Pero, antes de ilustrar los vasos comunicantes entre El fracaso de la razόn y La hija del alcalde, me parece oportuno compartir con los posibles lectores de ambos textos tres consideraciones que me guiaron en esta exposición: la primera es que nunca nos cansaremos de criticar a quienes deforman el pasado, lo reescriben, lo falsifican, exageran la importancia de un acontecimiento o callan otro; estas críticas están justificadas, pero carecen de importancia si no van precedidas de una crítica más elemental que, a su vez, es la segunda premisa: del pasado sólo somos capaces de retener una miserable pequeña parcela, sin que nadie sepa por qué exactamente ésa y no otra, pues esa elección se formula misteriosamente en cada uno de nosotros ajena a nuestra voluntad y nuestros intereses. Y, por último,  no comprenderemos nada de la vida humana si persistimos en escamotear la primera de todas las evidencias: una realidad, tal cual era, ya no es; su restitución es imposible.

Yo, al igual que  el escritor Cesare Pavese, siento que la literatura  es una lucha contra las afrentas de la vida. Por eso, entendí la complejidad del mensaje implícito en estas palabras cuando apareció en España un libro sobre Antonio García de Quintana titulado El fracaso de la razόn.  Sus autores Enrique Berzal de la Rosa y Rafael Martínez-Sagarra, académicos de Literatura e Historia, respectivamente, de la Universidad de Valladolid en España, incurrieron en un serio olvido durante sus investigaciones: el testimonio de la hija menor de este respetado personaje de la política española que fue fusilado bajo el régimen de Franco.
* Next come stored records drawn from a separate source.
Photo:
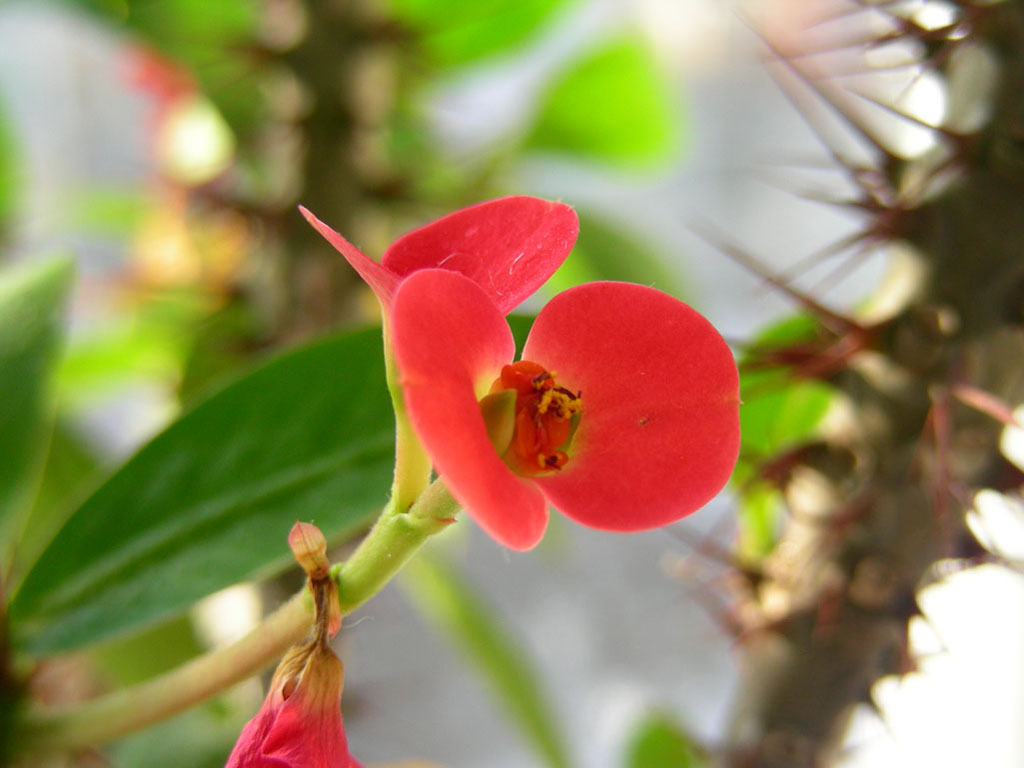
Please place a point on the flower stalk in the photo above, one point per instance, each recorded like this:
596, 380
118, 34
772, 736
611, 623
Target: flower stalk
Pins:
395, 538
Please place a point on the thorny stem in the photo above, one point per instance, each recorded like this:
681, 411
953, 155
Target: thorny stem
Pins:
394, 539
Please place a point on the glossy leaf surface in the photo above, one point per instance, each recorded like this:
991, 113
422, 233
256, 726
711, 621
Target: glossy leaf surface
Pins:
210, 501
32, 299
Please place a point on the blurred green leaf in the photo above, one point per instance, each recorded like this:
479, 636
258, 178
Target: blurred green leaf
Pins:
201, 737
115, 213
779, 411
604, 252
658, 742
520, 325
761, 513
158, 649
458, 32
70, 471
443, 597
32, 305
151, 341
223, 343
10, 173
611, 105
210, 501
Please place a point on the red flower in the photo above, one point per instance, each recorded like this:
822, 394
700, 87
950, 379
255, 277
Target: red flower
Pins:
299, 725
509, 247
624, 413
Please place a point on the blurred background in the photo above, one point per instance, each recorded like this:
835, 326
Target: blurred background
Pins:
166, 145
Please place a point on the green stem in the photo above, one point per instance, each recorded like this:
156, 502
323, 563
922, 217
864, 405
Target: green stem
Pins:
412, 465
131, 709
394, 539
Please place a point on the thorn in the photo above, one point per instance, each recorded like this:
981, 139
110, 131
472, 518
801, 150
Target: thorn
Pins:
952, 136
837, 323
834, 100
987, 403
830, 250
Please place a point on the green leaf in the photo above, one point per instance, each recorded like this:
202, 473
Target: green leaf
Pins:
32, 304
70, 471
603, 252
611, 105
457, 32
210, 501
160, 648
443, 597
10, 173
150, 343
201, 737
520, 325
779, 411
657, 742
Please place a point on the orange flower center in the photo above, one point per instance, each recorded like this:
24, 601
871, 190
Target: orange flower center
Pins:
544, 417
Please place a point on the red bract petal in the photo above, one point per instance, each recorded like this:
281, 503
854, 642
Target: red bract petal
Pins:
659, 430
509, 247
451, 342
382, 281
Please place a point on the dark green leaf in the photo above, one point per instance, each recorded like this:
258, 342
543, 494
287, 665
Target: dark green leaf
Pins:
444, 598
32, 301
457, 32
658, 742
603, 252
611, 105
210, 501
779, 411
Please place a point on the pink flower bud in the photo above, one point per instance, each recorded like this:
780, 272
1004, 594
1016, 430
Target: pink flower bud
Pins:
299, 725
309, 548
Esta circunstancia  constituyó el mejor catalizador para impulsarme  a reescribir los hechos desde los sentimientos de aquella niña y así alumbrar el triunfo oculto en sus recuerdos.  Conozco bien ambas personalidades, pues se trata de mi abuelo y de mi madre. El libro que escribí como respuesta reivindicativa a El fracaso de la razόn ya carga desde el título, La hija del alcalde, toda la intención de otorgar un protagonismo especial a la menor de los tres hijos de Antonio García de Quintana.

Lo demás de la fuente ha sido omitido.